来る途中の飛行機の中で本を二冊読みました。一つが五木寛之の最新刊「人間の覚悟」、もう一冊がロンダバーン「ザ・シークレット」。悲観と楽観の両極端みたいな話ですが、両方世相を反映していると思います。

「人間の覚悟」は五木寛之の歴史観と観察眼から、国家としての日本や資本主義社会がは既に数十年という長い期間にわたるであろう下降局面を迎えつつあると見ています。この下落局面を人生の終盤を迎えつつある著者の人生と重ね合わせて、「覚悟して向き合えば決して悪いものでもない」と論じています。 

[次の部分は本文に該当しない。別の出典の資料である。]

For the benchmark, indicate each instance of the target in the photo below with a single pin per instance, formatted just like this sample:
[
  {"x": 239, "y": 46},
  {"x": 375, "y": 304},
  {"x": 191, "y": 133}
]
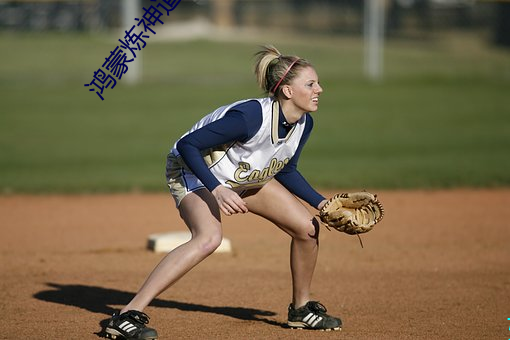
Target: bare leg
[
  {"x": 200, "y": 212},
  {"x": 278, "y": 205}
]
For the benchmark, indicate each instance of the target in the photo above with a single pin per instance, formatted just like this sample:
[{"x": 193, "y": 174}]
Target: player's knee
[
  {"x": 309, "y": 231},
  {"x": 207, "y": 244}
]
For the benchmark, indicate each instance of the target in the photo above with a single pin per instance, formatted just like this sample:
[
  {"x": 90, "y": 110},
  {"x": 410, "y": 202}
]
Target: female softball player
[{"x": 242, "y": 158}]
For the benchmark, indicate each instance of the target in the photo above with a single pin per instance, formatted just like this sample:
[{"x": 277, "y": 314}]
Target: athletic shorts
[{"x": 181, "y": 181}]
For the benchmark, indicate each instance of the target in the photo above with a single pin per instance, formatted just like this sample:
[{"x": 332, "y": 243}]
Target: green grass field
[{"x": 440, "y": 118}]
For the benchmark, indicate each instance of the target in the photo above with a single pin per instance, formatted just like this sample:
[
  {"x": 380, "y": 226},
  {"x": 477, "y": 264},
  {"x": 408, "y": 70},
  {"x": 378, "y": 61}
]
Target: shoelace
[
  {"x": 140, "y": 317},
  {"x": 318, "y": 307}
]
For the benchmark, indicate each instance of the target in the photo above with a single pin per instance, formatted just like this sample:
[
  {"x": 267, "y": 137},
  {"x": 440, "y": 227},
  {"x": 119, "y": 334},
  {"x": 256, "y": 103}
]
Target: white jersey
[{"x": 253, "y": 163}]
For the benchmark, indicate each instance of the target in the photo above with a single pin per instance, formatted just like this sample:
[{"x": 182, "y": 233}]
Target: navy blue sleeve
[
  {"x": 292, "y": 179},
  {"x": 240, "y": 123}
]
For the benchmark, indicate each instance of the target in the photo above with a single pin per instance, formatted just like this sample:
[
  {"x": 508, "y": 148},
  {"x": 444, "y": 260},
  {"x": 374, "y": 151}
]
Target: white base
[{"x": 166, "y": 242}]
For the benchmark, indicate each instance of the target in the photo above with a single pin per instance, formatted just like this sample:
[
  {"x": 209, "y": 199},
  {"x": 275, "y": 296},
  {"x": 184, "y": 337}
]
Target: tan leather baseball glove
[{"x": 352, "y": 213}]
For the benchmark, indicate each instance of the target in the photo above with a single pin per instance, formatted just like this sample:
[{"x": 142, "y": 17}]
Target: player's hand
[{"x": 229, "y": 201}]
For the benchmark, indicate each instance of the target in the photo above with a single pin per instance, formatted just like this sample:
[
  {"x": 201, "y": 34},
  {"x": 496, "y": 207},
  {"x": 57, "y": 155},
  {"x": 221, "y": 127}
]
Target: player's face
[{"x": 306, "y": 90}]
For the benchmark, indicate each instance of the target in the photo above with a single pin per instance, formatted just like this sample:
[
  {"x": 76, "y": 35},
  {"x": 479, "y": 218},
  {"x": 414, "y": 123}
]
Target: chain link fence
[{"x": 414, "y": 18}]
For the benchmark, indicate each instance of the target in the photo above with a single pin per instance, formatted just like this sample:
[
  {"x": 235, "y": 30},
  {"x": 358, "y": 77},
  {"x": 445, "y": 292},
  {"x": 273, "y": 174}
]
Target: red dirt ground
[{"x": 436, "y": 267}]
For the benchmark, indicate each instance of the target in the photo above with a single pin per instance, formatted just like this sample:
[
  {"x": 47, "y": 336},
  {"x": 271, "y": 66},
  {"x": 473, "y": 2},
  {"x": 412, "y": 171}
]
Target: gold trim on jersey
[{"x": 244, "y": 177}]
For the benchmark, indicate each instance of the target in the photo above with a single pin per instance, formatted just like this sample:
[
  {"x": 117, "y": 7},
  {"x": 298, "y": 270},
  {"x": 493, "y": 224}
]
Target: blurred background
[{"x": 416, "y": 91}]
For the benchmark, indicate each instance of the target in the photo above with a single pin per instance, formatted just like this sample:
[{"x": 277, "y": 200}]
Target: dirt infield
[{"x": 437, "y": 267}]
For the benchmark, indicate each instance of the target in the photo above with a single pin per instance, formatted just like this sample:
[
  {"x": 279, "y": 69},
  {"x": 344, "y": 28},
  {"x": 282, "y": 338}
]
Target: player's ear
[{"x": 287, "y": 91}]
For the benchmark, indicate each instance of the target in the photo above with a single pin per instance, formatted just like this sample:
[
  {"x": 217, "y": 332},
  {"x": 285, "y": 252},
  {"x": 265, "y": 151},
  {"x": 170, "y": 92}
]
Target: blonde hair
[{"x": 274, "y": 70}]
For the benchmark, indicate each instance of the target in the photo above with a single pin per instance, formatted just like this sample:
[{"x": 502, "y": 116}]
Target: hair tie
[{"x": 283, "y": 77}]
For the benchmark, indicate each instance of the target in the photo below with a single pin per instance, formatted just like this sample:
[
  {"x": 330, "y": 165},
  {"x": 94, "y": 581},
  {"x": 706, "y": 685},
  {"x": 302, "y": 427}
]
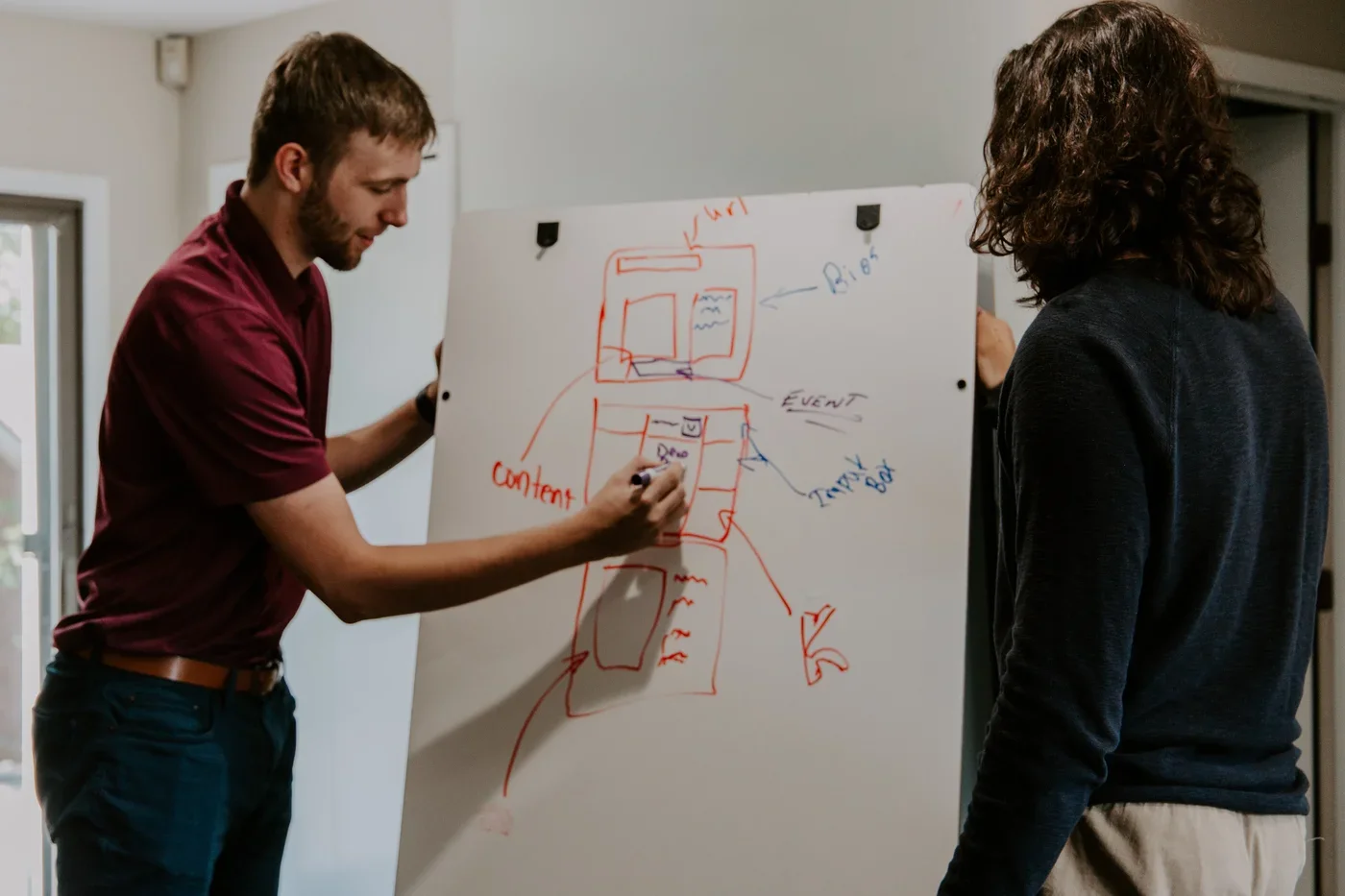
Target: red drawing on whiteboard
[
  {"x": 651, "y": 624},
  {"x": 811, "y": 626},
  {"x": 675, "y": 314}
]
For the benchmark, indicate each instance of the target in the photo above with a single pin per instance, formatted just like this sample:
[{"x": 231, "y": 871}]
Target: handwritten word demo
[{"x": 530, "y": 485}]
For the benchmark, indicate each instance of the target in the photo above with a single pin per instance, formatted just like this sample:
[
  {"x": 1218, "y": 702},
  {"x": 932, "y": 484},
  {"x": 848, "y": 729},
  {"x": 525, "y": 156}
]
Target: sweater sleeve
[{"x": 1078, "y": 540}]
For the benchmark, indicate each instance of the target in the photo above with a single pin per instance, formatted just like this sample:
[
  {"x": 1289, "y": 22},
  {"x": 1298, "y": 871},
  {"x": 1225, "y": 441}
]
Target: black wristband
[{"x": 426, "y": 406}]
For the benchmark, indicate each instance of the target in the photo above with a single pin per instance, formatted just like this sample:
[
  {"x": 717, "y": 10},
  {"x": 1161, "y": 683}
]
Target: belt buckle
[{"x": 266, "y": 677}]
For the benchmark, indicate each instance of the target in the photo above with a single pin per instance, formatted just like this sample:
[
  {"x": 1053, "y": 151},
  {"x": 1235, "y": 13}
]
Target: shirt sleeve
[
  {"x": 225, "y": 390},
  {"x": 1079, "y": 541}
]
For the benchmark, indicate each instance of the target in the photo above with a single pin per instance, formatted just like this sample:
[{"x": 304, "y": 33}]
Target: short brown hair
[
  {"x": 326, "y": 87},
  {"x": 1112, "y": 136}
]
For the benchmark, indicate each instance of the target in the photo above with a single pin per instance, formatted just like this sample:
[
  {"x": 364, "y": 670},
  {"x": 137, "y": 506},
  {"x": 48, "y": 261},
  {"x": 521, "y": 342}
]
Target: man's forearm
[
  {"x": 362, "y": 456},
  {"x": 413, "y": 579}
]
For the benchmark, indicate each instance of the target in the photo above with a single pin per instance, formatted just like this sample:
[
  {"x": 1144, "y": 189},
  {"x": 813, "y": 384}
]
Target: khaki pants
[{"x": 1161, "y": 849}]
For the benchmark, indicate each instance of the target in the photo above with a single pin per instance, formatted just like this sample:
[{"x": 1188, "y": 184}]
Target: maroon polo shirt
[{"x": 217, "y": 397}]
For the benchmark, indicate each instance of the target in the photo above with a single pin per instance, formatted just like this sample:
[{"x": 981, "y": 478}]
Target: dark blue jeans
[{"x": 160, "y": 788}]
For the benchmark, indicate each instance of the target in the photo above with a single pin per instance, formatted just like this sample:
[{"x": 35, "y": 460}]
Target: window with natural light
[{"x": 20, "y": 832}]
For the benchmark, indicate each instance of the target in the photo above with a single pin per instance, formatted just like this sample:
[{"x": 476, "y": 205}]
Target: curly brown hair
[{"x": 1112, "y": 138}]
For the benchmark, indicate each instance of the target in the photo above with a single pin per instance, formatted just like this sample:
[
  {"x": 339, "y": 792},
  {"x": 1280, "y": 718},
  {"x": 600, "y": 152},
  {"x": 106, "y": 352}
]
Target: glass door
[{"x": 39, "y": 498}]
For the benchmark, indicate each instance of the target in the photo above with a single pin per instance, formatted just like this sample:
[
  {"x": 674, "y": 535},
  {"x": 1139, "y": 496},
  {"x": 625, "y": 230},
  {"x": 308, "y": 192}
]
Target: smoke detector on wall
[{"x": 174, "y": 61}]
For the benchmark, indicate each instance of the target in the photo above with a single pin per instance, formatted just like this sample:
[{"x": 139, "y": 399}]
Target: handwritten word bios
[
  {"x": 841, "y": 276},
  {"x": 856, "y": 476},
  {"x": 530, "y": 485}
]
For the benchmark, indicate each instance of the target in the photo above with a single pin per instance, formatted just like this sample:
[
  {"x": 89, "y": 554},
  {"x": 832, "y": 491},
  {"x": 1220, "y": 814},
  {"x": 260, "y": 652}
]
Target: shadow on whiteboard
[{"x": 634, "y": 617}]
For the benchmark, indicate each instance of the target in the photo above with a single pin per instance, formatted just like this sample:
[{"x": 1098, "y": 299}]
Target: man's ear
[{"x": 293, "y": 168}]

「ザ・シークレット」はいわゆる「引き寄せの法則」について初心者向けに書かれた本で、ルーツは「思考は現実化する」といった成功本とスピリチュアルを融合させた内容です。「こういうことが起こって欲しくない」と念じると「こういうこと」が起こってしまうので、「こうなって欲しい」とイメージしながら念じ続けるとその状態を「引き寄せる」ことが出来る、という内容です。 

ロンドンも不景気です。人と話すとリストラや、賃下げなど冴えない話ばかりが耳に入ります。自分の会社にしても、半年前と何も変っていない、むしろビジネスは上手く行っているのに、株価はかなり不安定です。今、経済や金融市場に起こりつつあることは、五木氏が指摘するように、数十年にわたる、資本主義社会の下降局面なのかも知れません。確かにそういう要素もあります。 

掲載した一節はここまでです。